Samsara recommend I start a new thread on Promised Land after another thread where I mentioned being puzzled when a Queensryche fan dislikes Promised Land. The love for the EP-Mindcrime is pretty much universal for hardcore fans as well as casual fans who dropped off at some point after Empire, PL or HITNF.
It really amazes me the amount of people who say Empire was the last QR album they enjoyed. I am not sure that number is that great on this board and I know there is alot of love for Promised Land here. However, I have a friend that is a casual fan. He loves Mindcrime and enjoys Empire. He has Promised Land but doesn't enjoy it. He laughed when I told him it was, in my opinion, the finest recording in the history of popular music. It seems alot of the people that are more casual fans see Promised Land as the point where the band quit being interesting.
This really baffles me. To me everything the band did up to and including Promised Land seemed to be a natural evolution. I know Empire isn't to some as it had a great deal of commercial appeal, nevertheless, I saw that as being a natural progression after reaching the zenith of what you can do with that kind of music with Mindcrime. Promised Land has everything that is great about Queensryche. Geoff's voice, while not reaching for the higher octaves, sounds utterly amazing here. The band reached a new level of maturity and craftsmanship on Promised Land. It was slightly dark and introspective, but also had heavy moments (I am I, Damaged, My Global Mind) that I would think would appeal to the old fans. This album is so diverse with heavier/upbeat tracks mentioned above, ballads, the epic title track, the stunning album closer. The album still sounds modern today. To me, much like Mindcrime, it is note for note perfection. I was only 16 when Promised Land was released, but it immediately resonated with me and it is the benchmark I compare any rock album to.

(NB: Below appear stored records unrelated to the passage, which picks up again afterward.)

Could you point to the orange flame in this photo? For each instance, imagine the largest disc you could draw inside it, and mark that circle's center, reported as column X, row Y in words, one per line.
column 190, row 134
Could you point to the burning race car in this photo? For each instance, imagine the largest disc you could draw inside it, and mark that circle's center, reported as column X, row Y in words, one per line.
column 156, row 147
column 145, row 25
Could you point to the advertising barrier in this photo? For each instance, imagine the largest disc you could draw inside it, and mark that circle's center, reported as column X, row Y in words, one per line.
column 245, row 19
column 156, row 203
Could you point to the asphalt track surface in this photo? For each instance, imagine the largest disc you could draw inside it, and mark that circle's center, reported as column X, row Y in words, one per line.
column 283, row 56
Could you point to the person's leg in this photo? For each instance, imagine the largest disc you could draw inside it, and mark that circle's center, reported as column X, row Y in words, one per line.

Sure, it isn't metal in the sense of what the band was in the 80's, but I have a hard time understanding how this isn't at least a top three album in the catalog to any Queensryche fan. I almost feel like it was a situation of the fans not growing with the band. I mean the album went platinum but you can also say it was the beginning of the bands commercial demise.
I know alot of people feel like the time in between Empire and PL was crucial, as well as the Seattle movement changing perception of what was good music. But I am curious, especially from people who don't find it to be a masterpiece, of why sonically they feel the way the do.
I feel similar about Tribe in this sense, although not to the same level.